Movano Inc. (MOV E) is a small, R&D- and IP-focused medical device/wearable company developing the Evie family of rings that bridge consumer wellness and medical-grade monitoring. Its Evie Ring launched DTC in November 2023 and the prescription EvieMED Ring received FDA 510(k) clearance for pulse oximetry in November 2024, enabling clinical, trial and provider channels while the company pursues a proprietary RF SoC for non‑invasive CGM and cuffless blood pressure. The company emphasizes clinical validation, multi‑antenna RF, ML/cloud analytics and a growing patent portfolio, but remains early-stage with limited revenue, concentrated operations (32 employees at 12/31/2024), meaningful regulatory and supply‑chain dependencies, and ongoing funding needs that raise going‑concern risk.
Given Movano’s stage and filings, compensation will likely be equity‑heavy with meaningful stock‑based awards and milestone‑based long‑term incentives tied to FDA clearances, pivotal clinical results, manufacturing/SoC scale milestones and commercial adoption (Evie/EvieMED sales metrics or enterprise partnerships). Management already disclosed increased stock‑based compensation and the company has reduced cash payroll/marketing to conserve liquidity, suggesting a deliberate shift toward options/RSUs to preserve cash. Performance bonus structures and option vesting tied to clinical/regulatory events and partnership/commercial milestones are typical here; accounting for warrants and equity valuation will also materially affect reported compensation expense and dilution expectations.

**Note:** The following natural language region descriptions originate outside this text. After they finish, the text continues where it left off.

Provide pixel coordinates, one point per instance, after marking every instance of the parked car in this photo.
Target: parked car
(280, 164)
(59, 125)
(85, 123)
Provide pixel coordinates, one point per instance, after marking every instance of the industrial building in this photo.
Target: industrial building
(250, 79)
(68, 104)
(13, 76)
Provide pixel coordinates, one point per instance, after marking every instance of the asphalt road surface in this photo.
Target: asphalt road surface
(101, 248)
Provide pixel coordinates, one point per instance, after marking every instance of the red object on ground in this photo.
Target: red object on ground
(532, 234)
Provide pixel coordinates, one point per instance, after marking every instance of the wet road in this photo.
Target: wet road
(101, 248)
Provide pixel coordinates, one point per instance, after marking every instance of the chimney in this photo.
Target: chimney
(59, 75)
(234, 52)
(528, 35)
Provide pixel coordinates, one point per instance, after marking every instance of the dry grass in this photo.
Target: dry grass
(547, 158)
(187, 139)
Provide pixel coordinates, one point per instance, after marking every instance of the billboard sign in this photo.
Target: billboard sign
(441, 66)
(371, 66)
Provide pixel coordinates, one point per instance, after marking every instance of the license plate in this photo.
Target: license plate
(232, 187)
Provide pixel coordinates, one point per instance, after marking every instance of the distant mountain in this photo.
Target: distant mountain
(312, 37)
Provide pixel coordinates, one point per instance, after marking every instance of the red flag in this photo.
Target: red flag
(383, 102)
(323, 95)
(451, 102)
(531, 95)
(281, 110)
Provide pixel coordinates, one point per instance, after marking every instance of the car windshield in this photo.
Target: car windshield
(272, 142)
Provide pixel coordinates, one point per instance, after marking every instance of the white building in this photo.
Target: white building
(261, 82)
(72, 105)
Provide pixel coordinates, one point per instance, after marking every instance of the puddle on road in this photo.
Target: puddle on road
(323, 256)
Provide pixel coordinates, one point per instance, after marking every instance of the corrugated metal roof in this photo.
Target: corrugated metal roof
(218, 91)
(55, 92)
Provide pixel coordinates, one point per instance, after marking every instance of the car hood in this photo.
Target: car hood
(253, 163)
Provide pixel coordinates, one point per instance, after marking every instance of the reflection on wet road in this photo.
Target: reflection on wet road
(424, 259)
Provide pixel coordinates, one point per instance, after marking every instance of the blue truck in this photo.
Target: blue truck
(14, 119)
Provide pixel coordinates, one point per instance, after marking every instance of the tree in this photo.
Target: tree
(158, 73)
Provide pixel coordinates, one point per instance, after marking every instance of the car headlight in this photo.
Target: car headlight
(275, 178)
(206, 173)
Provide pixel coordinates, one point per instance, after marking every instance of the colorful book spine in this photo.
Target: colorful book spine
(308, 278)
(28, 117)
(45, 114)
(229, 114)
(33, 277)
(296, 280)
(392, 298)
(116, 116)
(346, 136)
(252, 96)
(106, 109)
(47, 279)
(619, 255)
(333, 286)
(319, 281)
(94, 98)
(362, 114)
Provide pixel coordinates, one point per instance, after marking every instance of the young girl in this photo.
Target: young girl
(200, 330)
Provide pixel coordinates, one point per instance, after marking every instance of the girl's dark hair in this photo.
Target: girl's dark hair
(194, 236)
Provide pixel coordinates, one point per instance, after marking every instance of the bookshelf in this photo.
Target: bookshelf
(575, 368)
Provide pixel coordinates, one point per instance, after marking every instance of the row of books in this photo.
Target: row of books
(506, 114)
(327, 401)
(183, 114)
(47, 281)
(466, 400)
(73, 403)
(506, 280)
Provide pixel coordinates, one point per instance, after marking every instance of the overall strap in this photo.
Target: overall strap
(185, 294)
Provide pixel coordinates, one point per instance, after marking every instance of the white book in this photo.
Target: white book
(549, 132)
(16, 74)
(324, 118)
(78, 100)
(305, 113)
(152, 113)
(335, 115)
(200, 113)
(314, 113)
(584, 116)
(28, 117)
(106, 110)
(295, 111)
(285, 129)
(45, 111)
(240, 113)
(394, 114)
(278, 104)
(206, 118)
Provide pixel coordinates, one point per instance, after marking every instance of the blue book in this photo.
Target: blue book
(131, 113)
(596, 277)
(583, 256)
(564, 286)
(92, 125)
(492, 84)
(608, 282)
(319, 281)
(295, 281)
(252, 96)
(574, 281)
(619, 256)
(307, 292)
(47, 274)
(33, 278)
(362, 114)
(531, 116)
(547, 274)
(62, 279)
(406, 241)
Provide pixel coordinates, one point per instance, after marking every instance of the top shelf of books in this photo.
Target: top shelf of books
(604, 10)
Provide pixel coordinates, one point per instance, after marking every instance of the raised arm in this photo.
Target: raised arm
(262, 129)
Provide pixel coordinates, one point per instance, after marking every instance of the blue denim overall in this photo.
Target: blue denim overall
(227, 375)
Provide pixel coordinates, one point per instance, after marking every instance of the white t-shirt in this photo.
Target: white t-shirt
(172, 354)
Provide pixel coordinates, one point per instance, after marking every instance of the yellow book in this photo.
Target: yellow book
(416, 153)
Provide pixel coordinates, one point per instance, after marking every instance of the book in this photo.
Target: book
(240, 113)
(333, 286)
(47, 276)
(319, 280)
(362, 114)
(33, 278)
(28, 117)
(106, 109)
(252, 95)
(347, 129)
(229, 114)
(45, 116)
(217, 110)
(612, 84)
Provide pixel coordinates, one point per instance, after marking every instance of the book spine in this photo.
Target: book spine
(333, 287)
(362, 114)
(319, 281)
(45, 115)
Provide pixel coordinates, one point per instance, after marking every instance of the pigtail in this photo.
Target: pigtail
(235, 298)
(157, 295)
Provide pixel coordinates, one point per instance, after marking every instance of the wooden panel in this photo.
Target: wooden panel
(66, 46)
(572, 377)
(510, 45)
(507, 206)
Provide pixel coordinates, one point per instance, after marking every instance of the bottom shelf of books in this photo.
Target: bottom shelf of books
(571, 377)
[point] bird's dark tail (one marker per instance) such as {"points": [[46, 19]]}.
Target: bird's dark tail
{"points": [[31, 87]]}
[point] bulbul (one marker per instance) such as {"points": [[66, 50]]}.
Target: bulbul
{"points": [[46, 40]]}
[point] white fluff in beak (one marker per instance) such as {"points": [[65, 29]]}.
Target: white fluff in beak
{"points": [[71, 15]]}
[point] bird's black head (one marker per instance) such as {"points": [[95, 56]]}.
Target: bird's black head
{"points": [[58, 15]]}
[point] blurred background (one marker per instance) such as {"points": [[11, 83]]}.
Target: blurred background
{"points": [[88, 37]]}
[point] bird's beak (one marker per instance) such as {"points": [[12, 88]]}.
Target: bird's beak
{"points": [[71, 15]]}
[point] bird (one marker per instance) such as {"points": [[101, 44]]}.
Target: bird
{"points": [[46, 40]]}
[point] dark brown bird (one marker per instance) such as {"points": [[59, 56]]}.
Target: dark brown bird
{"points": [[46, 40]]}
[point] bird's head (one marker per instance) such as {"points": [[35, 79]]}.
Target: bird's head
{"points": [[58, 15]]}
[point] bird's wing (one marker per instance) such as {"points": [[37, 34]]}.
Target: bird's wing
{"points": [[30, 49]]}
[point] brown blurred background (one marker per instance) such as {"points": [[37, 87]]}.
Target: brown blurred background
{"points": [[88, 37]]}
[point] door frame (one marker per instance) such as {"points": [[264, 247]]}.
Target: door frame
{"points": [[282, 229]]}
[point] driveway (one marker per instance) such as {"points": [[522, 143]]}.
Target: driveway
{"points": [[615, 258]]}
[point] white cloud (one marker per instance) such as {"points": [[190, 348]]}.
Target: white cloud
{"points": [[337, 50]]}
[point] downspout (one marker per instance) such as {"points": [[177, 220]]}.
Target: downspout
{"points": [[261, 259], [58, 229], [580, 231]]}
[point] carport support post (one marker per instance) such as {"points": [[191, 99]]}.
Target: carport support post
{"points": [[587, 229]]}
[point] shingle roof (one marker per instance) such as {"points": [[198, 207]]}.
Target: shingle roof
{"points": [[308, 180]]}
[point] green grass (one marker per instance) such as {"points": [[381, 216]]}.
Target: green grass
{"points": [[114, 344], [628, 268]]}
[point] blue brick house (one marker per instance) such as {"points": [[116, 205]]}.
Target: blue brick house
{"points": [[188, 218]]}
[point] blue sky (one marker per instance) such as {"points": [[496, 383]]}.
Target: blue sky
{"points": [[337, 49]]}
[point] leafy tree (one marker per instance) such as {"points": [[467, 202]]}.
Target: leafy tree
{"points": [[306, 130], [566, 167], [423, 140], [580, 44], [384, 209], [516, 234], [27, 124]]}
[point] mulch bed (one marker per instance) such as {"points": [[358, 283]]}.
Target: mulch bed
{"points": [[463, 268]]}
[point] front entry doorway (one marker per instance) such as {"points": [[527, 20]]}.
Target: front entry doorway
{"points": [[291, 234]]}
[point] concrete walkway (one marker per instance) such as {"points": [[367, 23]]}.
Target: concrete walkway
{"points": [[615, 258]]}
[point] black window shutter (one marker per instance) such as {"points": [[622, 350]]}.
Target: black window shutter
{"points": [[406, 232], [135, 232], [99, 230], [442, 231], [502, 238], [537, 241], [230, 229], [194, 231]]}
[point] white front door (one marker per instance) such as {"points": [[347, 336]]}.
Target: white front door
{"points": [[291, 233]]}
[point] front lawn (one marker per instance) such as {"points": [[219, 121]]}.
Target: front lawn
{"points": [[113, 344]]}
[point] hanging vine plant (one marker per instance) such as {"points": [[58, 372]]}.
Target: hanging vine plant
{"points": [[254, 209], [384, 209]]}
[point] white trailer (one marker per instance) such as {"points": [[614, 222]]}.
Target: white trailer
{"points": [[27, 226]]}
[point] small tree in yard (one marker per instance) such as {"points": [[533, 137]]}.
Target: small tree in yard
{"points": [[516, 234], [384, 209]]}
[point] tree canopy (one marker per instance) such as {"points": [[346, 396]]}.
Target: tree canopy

Insider trading at Movano will likely cluster around high‑impact events (FDA clearances, pivotal trial readouts, partnership announcements, financing closes or strategic‑alternatives updates), and the stock is prone to volatility from warrant remeasurements, ATM activity and financing news. Because the company faces near‑term funding pressure and has used equity compensation, insider sales may reflect personal liquidity needs or option exercise/dilution management rather than a pure signal of operational weakness; conversely, insider buys can be a stronger signal of confidence given illiquid cash position. Investors should watch for 10b5‑1 plan disclosures, Section 16 filings and blackout windows around clinical/financial disclosures, and be aware that Nasdaq delisting risk and confidentiality rules around clinical data add regulatory sensitivity to timing and permissibility of trades.